安倍元首相の非業の死に際して、世界各国から慰めに満ちた弔意が寄せられていました。日本では、彼に対する評価が驚くほど分かれてしまいますが、安倍前首相がころほどに世界から評価されていたこと自体は本当に喜ぶべきことだと思われます。
それにしても、この日本での反応の揺れには唖然とするばかりです。金曜日に安倍さんへの銃撃が報じられたとき、どの政党の指導者も、一様に「民主義への挑戦である」と語っていました。それが、今は、犯人が、統一協会の被害者で、安倍さんがこのカルト集団を応援していたこと自体が問題である……という論調に変ってきています。
創造主がすべてを支配しているということを認めない人にとっては、すべてを因果律で説明する必要があります。そうすると、殺された側、また狙われた側にも、それなりの責任があるに違いないという論理がなりたちます。

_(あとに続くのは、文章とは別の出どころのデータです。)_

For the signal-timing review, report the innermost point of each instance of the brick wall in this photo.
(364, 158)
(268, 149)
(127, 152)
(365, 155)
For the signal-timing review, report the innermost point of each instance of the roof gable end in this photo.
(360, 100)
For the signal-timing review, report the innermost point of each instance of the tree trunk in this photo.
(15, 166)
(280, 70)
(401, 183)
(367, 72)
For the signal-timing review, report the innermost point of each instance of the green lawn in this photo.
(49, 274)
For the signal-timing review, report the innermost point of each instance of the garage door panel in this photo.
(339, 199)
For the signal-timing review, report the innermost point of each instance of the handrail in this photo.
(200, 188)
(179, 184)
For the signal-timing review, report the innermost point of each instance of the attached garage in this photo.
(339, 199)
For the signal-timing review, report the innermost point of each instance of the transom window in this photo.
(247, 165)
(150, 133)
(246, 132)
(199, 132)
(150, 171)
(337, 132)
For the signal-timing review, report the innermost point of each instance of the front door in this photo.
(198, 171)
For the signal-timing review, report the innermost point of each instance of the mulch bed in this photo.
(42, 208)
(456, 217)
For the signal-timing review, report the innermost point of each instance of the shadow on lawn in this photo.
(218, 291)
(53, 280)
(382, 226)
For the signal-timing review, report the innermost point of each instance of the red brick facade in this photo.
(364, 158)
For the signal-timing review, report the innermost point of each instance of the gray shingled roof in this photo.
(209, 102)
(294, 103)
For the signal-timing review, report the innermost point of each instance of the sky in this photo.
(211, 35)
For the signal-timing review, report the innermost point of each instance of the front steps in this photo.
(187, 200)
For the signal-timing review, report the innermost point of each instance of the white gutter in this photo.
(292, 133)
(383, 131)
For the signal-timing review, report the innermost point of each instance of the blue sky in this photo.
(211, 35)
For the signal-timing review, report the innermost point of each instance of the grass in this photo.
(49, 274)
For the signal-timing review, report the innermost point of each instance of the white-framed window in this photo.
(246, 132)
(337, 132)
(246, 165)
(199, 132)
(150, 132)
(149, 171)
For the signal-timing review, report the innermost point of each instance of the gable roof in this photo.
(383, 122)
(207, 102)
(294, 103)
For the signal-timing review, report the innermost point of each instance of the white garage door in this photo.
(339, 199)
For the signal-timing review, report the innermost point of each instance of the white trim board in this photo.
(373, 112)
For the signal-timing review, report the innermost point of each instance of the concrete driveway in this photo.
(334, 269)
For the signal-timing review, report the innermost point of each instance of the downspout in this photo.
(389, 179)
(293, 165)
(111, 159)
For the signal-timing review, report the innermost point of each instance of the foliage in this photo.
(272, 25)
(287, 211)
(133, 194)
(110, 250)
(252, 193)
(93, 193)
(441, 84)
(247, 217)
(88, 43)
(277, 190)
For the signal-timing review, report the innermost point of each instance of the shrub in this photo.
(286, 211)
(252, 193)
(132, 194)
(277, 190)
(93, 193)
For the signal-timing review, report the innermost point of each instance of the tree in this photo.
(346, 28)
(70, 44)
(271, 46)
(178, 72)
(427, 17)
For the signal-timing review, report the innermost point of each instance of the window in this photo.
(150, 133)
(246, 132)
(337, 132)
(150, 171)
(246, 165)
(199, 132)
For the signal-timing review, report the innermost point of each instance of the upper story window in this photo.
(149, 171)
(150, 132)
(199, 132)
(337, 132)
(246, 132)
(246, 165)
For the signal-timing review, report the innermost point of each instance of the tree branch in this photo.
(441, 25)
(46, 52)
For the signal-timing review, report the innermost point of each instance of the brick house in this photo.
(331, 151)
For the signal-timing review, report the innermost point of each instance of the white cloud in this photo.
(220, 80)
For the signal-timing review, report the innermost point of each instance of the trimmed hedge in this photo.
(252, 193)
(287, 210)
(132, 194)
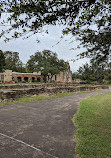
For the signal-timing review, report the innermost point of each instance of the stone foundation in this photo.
(12, 92)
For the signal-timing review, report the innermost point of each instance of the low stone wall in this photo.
(12, 92)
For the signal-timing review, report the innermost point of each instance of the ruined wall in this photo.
(12, 92)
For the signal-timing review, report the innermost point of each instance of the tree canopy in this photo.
(93, 72)
(90, 20)
(46, 62)
(2, 61)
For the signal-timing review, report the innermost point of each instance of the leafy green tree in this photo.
(46, 62)
(93, 72)
(13, 62)
(2, 61)
(90, 20)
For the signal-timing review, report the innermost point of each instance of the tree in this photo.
(13, 62)
(93, 72)
(79, 16)
(46, 62)
(2, 61)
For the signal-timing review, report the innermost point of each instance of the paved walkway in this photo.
(39, 129)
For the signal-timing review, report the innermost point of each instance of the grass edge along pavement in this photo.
(93, 122)
(42, 97)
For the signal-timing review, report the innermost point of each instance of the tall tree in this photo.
(46, 62)
(2, 61)
(90, 20)
(13, 61)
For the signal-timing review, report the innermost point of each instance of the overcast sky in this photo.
(49, 41)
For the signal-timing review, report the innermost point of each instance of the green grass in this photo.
(93, 121)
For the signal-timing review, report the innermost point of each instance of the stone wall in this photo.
(12, 92)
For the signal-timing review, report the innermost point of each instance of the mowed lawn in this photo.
(93, 121)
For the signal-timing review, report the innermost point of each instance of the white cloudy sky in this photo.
(29, 46)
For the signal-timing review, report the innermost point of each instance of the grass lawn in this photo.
(93, 121)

聖書では、生涯にわたって生命の危険にさらされていた代表者はダビデです。しかし、私たちはそこで、ダビデのいのちが狙われる理由に注目する代わりに、彼が危険なただ中で、どのように神に叫び、そのいのちが守られたかに目を向けます。
この世の政治は、ある意味で、それぞれの利害を代弁する人々の戦いの場とも言えます。ですから政治家がどこにおいても厳しい非難にさらされるのは当然のことです。もちろん、岸さんや安倍さんが統一教会に肩入れしたことは反省されるべきことですが、残念ながら、政治家にとって、宗教団体ほどおいしいお金と得票の源泉になる場もないということも冷静に見る必要がありましょう。(その点、私たち自由教会の伝統は、政治と一線を画すことを大切にしていますが……)
このような事件で何よりも注目すべきことは、犯人の心の闇ではないでしょうか。ある意味で、この犯人の中にも、統一協会の思想が影響を与えています。
それは徹底的な善悪二元論、この世を神とサタンとの戦いの領域と見る視点です。犯人は、あれほどの恐ろしいことをしていながら、自分は正義の使者であるかのような冷静な言動を繰り返していることに唖然とするばかりです。それは、人々に祝福を届けるという名目のもとに、人を騙すことに心の痛みを感じなくなる統一協会の教えと同じ発想ではないでしょうか。
統一協会の教えが人の心を支配するできる基本に、「恐怖」があります。それは地獄の恐怖とも言えるかもしれません。彼らは自分の信心が、先祖の霊までも地獄から解放できると信じています。また、自分たちの結婚が、子孫をサタンの支配から解放できると信じています。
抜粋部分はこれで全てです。